Um time formado por mérito

Com essa segunda lista, Ancelotti dá sequência ao seu processo de observação, abre espaço para novos nomes e, ao mesmo tempo, coloca limites para velhas dependências. O Brasil começa a ganhar forma sob sua condução — não como um time de estrelas inquestionáveis, mas como um grupo que será afinado pela exigência e pelo mérito.

A LISTA

Goleiros: Alisson (Liverpool), Bento (Al-Nassr) e Hugo Souza (Corinthians)

Defensores: Alexsandro (Lille), Alex Sandro (Flamengo), Caio Henrique (Monaco), Douglas Santos (Zenit), Fabrício Bruno (Cruzeiro), Gabriel Magalhães (Arsenal), Marquinhos (PSG), Vanderson (Monaco) e Wesley (Flamengo)

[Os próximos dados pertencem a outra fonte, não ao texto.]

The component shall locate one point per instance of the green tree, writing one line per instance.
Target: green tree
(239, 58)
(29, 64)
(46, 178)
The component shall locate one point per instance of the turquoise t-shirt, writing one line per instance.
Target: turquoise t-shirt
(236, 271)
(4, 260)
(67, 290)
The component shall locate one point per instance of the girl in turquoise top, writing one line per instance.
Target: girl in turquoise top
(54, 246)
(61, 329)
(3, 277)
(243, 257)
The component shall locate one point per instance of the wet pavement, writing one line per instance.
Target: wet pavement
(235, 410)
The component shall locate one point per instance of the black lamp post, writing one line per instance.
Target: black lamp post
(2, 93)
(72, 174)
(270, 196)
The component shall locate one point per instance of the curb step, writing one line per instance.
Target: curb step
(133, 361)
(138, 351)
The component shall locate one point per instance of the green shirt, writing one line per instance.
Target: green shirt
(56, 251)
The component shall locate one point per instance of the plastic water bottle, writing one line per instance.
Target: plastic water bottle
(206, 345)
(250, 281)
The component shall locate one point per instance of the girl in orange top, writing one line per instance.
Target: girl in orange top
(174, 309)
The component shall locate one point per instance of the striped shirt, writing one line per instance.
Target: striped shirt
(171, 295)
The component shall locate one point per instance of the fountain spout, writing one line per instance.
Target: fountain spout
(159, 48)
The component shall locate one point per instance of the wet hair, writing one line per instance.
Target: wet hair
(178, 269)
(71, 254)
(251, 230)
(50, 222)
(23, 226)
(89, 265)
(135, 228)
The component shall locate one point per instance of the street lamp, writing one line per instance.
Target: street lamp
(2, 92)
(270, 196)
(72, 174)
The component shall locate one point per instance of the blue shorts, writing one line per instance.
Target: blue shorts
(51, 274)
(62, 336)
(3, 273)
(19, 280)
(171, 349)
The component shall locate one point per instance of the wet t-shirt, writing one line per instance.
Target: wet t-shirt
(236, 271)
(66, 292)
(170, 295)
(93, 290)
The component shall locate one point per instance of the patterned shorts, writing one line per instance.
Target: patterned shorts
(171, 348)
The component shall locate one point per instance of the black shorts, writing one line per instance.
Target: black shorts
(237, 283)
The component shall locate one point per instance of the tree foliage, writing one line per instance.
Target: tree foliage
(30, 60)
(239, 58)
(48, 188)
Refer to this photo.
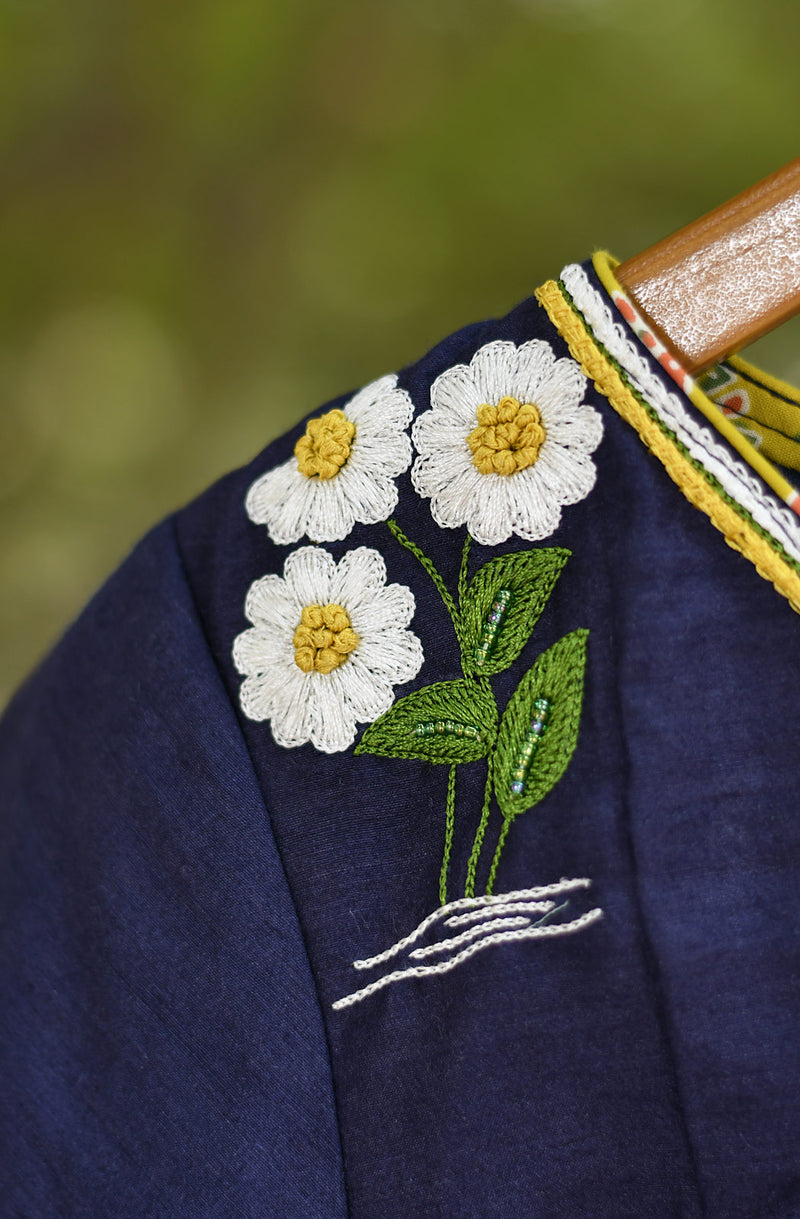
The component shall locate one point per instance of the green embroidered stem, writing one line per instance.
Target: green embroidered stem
(481, 833)
(501, 842)
(449, 604)
(450, 820)
(462, 571)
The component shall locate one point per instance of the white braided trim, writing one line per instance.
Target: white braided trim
(738, 480)
(318, 707)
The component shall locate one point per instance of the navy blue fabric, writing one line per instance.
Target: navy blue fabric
(168, 1013)
(161, 1045)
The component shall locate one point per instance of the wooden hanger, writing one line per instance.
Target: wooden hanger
(727, 278)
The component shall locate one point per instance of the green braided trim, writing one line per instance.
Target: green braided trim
(689, 457)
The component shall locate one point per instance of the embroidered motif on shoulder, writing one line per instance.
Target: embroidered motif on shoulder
(527, 750)
(328, 644)
(506, 443)
(343, 469)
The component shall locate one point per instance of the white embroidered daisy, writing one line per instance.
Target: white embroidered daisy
(328, 644)
(506, 443)
(342, 472)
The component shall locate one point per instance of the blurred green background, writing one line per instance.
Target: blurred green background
(217, 215)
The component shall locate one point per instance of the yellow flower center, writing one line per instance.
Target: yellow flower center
(326, 445)
(323, 638)
(509, 437)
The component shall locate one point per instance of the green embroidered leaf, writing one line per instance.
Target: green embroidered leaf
(445, 722)
(529, 578)
(556, 677)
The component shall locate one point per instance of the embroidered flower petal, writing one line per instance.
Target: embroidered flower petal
(332, 724)
(398, 655)
(535, 513)
(494, 368)
(360, 577)
(309, 574)
(381, 402)
(270, 601)
(395, 605)
(566, 476)
(323, 497)
(535, 367)
(318, 608)
(510, 467)
(455, 395)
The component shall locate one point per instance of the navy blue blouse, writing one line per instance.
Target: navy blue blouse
(485, 697)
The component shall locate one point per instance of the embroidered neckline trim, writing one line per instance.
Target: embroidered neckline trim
(605, 266)
(696, 460)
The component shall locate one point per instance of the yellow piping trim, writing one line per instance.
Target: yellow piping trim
(750, 372)
(604, 265)
(738, 533)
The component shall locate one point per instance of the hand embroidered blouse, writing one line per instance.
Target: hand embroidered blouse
(406, 828)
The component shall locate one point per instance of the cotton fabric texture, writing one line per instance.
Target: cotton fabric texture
(183, 896)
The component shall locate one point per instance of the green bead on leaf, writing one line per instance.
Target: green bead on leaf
(448, 722)
(539, 757)
(521, 584)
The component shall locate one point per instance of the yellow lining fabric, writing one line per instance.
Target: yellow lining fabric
(738, 532)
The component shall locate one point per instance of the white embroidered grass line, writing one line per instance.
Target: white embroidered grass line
(701, 441)
(496, 929)
(532, 933)
(455, 941)
(520, 895)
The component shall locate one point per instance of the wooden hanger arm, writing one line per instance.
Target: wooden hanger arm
(727, 278)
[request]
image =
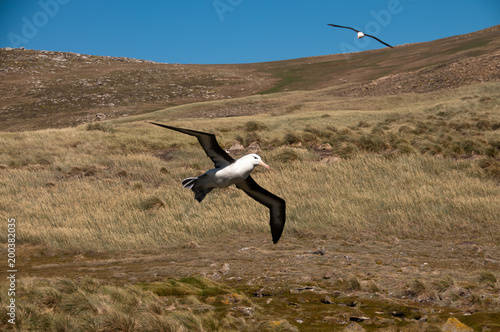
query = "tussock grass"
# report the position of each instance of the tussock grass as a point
(425, 171)
(90, 305)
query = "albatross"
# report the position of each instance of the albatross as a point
(361, 34)
(227, 172)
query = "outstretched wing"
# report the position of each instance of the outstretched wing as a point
(275, 204)
(208, 142)
(341, 26)
(379, 40)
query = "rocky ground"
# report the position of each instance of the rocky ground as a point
(315, 283)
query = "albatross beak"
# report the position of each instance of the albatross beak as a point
(261, 163)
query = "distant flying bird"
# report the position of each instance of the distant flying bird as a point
(228, 171)
(360, 33)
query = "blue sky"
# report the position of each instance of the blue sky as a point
(233, 31)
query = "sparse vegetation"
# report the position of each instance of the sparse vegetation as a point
(399, 190)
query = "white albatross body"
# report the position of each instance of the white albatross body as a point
(225, 176)
(227, 172)
(361, 34)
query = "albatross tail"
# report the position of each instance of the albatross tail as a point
(199, 192)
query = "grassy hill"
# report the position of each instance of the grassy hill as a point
(43, 89)
(388, 161)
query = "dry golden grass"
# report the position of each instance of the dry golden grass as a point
(116, 185)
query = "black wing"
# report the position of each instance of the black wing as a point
(208, 142)
(275, 204)
(378, 40)
(341, 26)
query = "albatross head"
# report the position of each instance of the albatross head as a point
(257, 160)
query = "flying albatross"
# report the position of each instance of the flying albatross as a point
(228, 171)
(360, 33)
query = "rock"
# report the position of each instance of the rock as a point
(193, 245)
(329, 275)
(247, 311)
(327, 300)
(454, 325)
(354, 327)
(231, 298)
(330, 160)
(224, 268)
(320, 251)
(325, 147)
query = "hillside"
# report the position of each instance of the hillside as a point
(388, 160)
(44, 89)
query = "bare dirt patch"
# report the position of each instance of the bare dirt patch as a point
(314, 283)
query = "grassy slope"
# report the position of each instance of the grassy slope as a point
(415, 171)
(89, 187)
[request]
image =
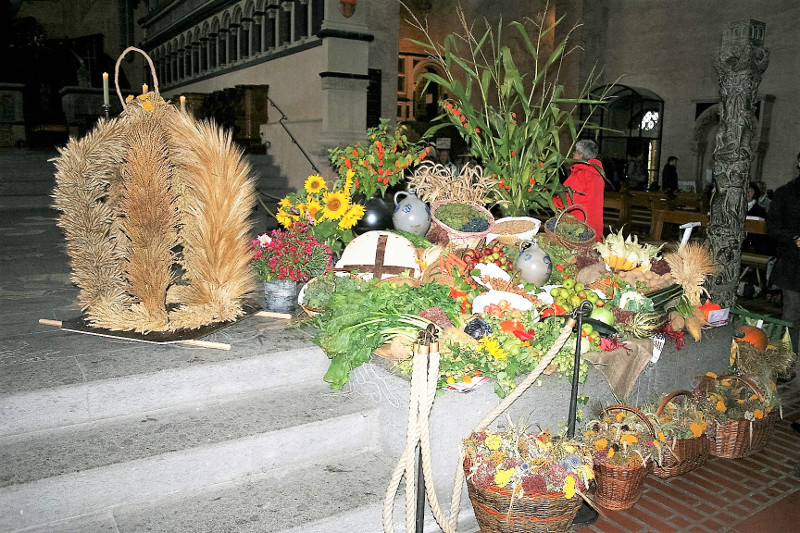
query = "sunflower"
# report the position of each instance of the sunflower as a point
(352, 216)
(314, 184)
(286, 218)
(312, 207)
(336, 205)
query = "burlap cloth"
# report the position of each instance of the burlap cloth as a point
(621, 367)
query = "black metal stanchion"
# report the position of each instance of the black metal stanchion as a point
(586, 515)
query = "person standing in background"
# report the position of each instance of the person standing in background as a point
(586, 186)
(783, 227)
(669, 176)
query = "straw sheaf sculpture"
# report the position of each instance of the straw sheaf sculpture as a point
(155, 210)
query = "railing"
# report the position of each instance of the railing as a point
(289, 133)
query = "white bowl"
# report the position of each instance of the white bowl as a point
(494, 297)
(524, 236)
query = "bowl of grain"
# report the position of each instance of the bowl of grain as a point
(512, 230)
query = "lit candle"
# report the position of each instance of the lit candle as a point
(105, 88)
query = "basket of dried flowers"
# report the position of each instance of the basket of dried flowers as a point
(462, 224)
(518, 481)
(622, 441)
(569, 231)
(741, 413)
(680, 428)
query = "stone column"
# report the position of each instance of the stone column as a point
(741, 61)
(344, 76)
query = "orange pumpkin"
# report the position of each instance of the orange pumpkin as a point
(753, 335)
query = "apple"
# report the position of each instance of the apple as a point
(603, 314)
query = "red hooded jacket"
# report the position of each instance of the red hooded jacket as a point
(588, 186)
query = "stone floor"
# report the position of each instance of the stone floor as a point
(756, 494)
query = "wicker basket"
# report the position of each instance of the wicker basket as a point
(585, 240)
(681, 455)
(443, 234)
(738, 438)
(620, 486)
(497, 512)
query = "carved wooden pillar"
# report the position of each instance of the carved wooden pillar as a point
(741, 61)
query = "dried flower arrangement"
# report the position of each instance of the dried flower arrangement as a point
(690, 266)
(736, 398)
(620, 438)
(135, 189)
(434, 183)
(528, 463)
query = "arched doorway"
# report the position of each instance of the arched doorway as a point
(630, 138)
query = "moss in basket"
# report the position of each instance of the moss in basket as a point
(462, 217)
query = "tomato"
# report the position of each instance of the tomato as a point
(510, 326)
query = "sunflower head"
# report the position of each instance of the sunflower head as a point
(352, 216)
(336, 205)
(314, 184)
(311, 208)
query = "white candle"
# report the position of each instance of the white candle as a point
(105, 88)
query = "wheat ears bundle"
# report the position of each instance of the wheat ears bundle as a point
(155, 211)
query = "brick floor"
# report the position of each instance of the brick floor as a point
(758, 493)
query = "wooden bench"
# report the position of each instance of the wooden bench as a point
(754, 260)
(615, 211)
(673, 216)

Meias: Andrey Santos (Chelsea), Bruno Guimarães (Newcastle), Casemiro (Manchester United), Joelinton (Newcastle) e Lucas Paquetá (West Ham)

Atacantes: Estêvão (Chelsea), Gabriel Martinelli (Arsenal), João Pedro (Chelsea), Kaio Jorge (Cruzeiro), Luiz Henrique (Zenit), Matheus Cunha (Manchester United), Raphinha (Barcelona) e Richarlison (Tottenham)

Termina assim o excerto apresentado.